Useful HTML Meta Tags

These are the HTML Meta Tags that I find useful or interesting. I am not intending to document all possible Meta Tags here. Check the references for more detail and other Meta Tags.

Meta Tags References

HTTP 1.1 RFC 2068
Vancouver Webpages on Meta Tags
Workshop Report on Spidering
Caching Tutorial for Web Authors and Webmasters
Remove a Site from Google
Logo for XenCraft

Web and Globalization Services

I18nGuy Home Page


Useful META TAGS Table of Contents

Author
Cache-Control
Content-Language
Content-Type
Copyright
Description
Expires
Googlebot
Keywords
Pragma No-Cache
Refresh
Robots

Note the keywords "HTTP-EQUIV", "Name" and "Content" are case-insensitive. Their values are also case-insensitive.

Tag NameExample(s)Description
Author<META NAME="AUTHOR" CONTENT="Tex Texin"> The author's name.
cache-control<META HTTP-EQUIV="CACHE-CONTROL" CONTENT="NO-CACHE"> HTTP 1.1. Allowed values = PUBLIC | PRIVATE | NO-CACHE | NO-STORE.
Public - may be cached in public shared caches
Private - may only be cached in private cache
no-Cache - may not be cached
no-Store - may be cached but not archived

The directive CACHE-CONTROL:NO-CACHE indicates cached information should not be used and instead requests should be forwarded to the origin server. This directive has the same semantics as the PRAGMA:NO-CACHE.
Clients SHOULD include both PRAGMA:NO-CACHE and CACHE-CONTROL:NO-CACHE when a no-cache request is sent to a server not known to be HTTP/1.1 compliant.
Also see EXPIRES.
Note: It may be better to specify cache commands in HTTP than in META statements, where they can influence more than the browser, but proxies and other intermediaries that may cache information.

Content-Language<META HTTP-EQUIV="CONTENT-LANGUAGE"
CONTENT="en-US,fr">
Declares the primary natural language(s) of the document.

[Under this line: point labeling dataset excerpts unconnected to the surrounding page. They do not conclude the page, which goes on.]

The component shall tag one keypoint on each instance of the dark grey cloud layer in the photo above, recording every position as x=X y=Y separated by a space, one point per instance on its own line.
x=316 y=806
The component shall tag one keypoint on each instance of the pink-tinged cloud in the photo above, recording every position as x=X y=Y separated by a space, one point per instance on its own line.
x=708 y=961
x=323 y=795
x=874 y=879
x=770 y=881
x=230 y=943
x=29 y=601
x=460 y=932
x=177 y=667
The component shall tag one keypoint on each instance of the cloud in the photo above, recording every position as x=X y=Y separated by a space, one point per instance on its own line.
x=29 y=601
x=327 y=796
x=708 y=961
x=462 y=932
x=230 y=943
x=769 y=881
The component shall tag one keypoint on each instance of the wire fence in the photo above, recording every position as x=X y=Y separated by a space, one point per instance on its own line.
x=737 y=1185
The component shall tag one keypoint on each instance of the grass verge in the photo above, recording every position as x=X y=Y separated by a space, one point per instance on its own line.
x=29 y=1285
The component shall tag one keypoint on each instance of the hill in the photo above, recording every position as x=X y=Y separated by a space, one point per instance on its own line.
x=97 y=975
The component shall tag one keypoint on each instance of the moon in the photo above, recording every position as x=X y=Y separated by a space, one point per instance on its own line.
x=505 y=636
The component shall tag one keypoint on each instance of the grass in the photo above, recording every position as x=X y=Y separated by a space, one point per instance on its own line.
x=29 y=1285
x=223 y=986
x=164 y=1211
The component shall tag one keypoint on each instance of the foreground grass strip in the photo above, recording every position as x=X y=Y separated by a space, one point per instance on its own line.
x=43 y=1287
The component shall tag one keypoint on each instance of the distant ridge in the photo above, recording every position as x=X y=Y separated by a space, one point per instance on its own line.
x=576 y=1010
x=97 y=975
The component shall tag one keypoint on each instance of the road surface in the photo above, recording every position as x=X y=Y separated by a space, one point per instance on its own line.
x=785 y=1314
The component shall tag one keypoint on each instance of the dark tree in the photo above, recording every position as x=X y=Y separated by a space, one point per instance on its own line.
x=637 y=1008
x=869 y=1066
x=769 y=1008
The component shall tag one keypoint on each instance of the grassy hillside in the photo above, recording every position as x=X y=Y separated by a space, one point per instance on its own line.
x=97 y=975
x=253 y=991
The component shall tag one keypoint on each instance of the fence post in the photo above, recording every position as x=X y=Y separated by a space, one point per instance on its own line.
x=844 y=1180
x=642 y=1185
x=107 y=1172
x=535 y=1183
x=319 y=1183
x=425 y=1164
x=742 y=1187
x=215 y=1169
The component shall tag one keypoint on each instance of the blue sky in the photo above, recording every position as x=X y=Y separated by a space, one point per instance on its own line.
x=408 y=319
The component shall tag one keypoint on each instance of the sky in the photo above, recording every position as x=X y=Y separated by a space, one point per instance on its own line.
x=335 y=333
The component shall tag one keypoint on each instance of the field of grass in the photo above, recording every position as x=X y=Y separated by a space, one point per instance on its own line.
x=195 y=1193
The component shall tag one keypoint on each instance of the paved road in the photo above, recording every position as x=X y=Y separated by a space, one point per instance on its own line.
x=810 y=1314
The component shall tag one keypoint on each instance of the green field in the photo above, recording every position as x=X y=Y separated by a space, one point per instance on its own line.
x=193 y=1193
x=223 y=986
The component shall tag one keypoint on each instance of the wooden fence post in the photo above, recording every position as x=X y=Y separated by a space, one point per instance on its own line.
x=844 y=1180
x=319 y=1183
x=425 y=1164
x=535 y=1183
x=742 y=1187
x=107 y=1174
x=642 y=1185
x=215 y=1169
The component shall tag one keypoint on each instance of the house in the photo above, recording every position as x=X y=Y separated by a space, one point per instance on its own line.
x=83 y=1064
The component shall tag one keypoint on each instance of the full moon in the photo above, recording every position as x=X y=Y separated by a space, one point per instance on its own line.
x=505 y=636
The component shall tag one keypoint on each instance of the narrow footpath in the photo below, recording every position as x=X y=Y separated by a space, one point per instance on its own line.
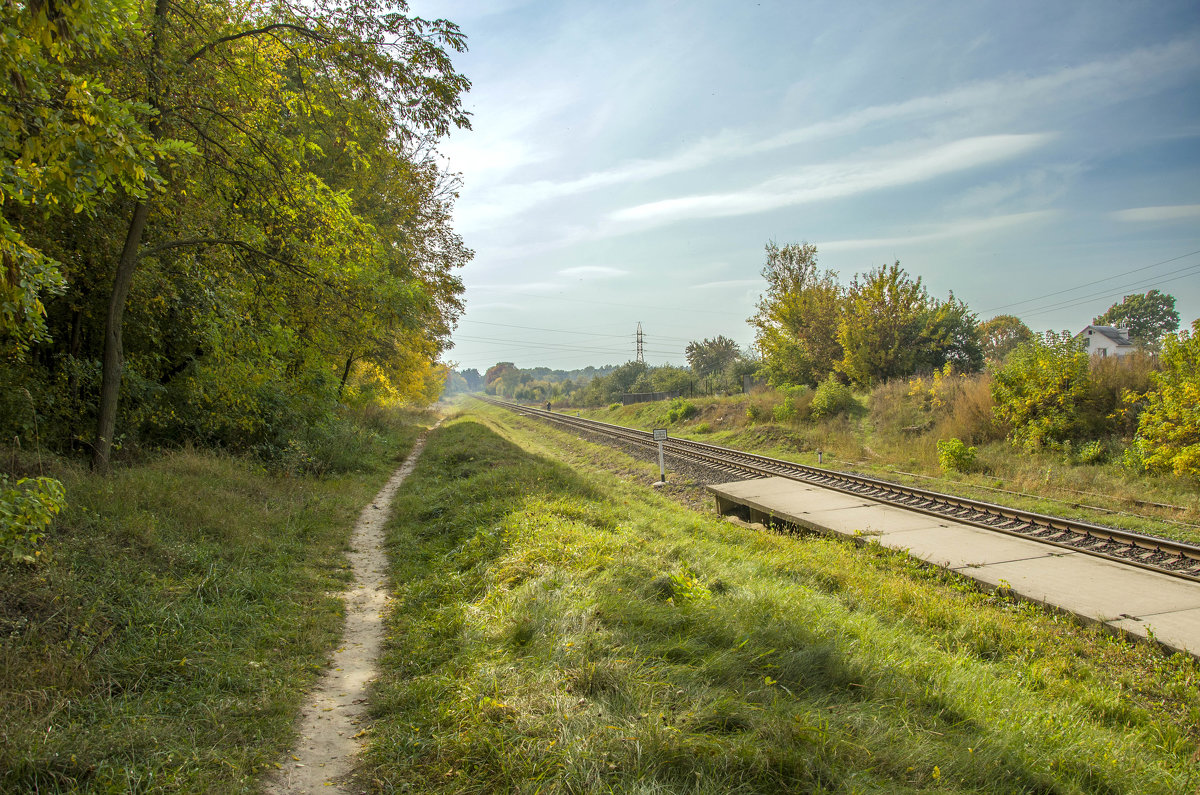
x=333 y=724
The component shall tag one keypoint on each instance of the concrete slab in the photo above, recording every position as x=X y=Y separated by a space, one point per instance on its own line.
x=1165 y=627
x=1123 y=598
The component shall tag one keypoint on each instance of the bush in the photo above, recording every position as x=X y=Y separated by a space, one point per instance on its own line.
x=25 y=513
x=1095 y=452
x=833 y=398
x=1169 y=426
x=955 y=456
x=759 y=411
x=681 y=410
x=1041 y=389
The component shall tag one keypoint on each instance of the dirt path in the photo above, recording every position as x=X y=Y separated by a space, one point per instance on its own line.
x=333 y=722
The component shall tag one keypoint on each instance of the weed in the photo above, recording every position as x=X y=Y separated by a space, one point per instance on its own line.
x=588 y=647
x=955 y=456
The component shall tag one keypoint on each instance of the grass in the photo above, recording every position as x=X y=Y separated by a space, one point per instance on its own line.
x=558 y=629
x=874 y=444
x=186 y=604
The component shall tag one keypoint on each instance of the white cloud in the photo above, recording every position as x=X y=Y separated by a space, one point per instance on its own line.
x=1165 y=213
x=955 y=229
x=592 y=272
x=981 y=106
x=837 y=180
x=527 y=287
x=730 y=282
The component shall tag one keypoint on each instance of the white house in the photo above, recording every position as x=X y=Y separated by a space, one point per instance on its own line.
x=1107 y=341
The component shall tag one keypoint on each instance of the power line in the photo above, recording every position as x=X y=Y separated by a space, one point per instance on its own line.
x=1092 y=284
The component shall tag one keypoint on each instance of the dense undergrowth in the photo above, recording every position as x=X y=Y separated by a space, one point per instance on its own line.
x=894 y=432
x=562 y=631
x=183 y=608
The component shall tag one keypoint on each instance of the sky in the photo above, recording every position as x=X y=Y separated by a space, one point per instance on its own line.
x=628 y=162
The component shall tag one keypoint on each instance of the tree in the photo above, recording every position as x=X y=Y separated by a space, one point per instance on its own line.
x=1001 y=334
x=67 y=142
x=240 y=88
x=1169 y=425
x=882 y=326
x=712 y=357
x=1041 y=389
x=1147 y=317
x=796 y=326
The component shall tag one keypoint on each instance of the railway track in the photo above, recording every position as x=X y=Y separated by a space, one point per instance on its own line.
x=1168 y=556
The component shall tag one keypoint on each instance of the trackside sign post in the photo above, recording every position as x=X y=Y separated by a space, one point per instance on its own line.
x=660 y=435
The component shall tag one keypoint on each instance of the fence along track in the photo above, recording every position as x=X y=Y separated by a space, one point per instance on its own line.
x=1163 y=555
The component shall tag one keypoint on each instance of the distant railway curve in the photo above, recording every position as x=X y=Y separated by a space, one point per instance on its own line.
x=1168 y=556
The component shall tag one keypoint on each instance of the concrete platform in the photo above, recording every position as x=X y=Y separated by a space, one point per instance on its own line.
x=1123 y=598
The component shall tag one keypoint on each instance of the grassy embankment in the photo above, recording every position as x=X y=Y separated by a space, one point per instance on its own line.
x=877 y=441
x=187 y=603
x=564 y=631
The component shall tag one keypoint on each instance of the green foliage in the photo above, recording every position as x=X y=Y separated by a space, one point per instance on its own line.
x=1001 y=334
x=833 y=398
x=1039 y=392
x=797 y=318
x=679 y=411
x=759 y=411
x=69 y=143
x=891 y=327
x=187 y=607
x=702 y=657
x=1095 y=452
x=712 y=357
x=1169 y=425
x=297 y=252
x=27 y=509
x=1147 y=317
x=955 y=456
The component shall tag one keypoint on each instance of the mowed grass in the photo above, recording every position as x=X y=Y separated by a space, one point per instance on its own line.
x=167 y=644
x=562 y=632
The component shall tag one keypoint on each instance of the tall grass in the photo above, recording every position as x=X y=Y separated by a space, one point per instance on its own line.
x=167 y=643
x=556 y=632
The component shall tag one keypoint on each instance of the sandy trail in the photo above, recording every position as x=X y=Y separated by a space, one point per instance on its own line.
x=333 y=723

May be used by search engines to categorize by language.
CONTENT-TYPE<META HTTP-EQUIV="CONTENT-TYPE"
CONTENT="text/html; charset=UTF-8">
The HTTP content type may be extended to give the character set. It is recommended to always use this tag and to specify the charset.
Copyright<META NAME="COPYRIGHT" CONTENT="&copy; 2004 Tex Texin"> A copyright statement.
DESCRIPTION<META NAME="DESCRIPTION"
CONTENT="...summary of web page...">
The text can be used when printing a summary of the document. The text should not contain any formatting information. Used by some search engines to describe your document. Particularly important if your document has very little text, is a frameset, or has extensive scripts at the top.
EXPIRES<META HTTP-EQUIV="EXPIRES"
CONTENT="Mon, 22 Jul 2002 11:12:01 GMT">
The date and time after which the document should be considered expired. An illegal EXPIRES date, e.g. "0", is interpreted as "now". Setting EXPIRES to 0 may thus be used to force a modification check at each visit.
Web robots may delete expired documents from a search engine, or schedule a revisit.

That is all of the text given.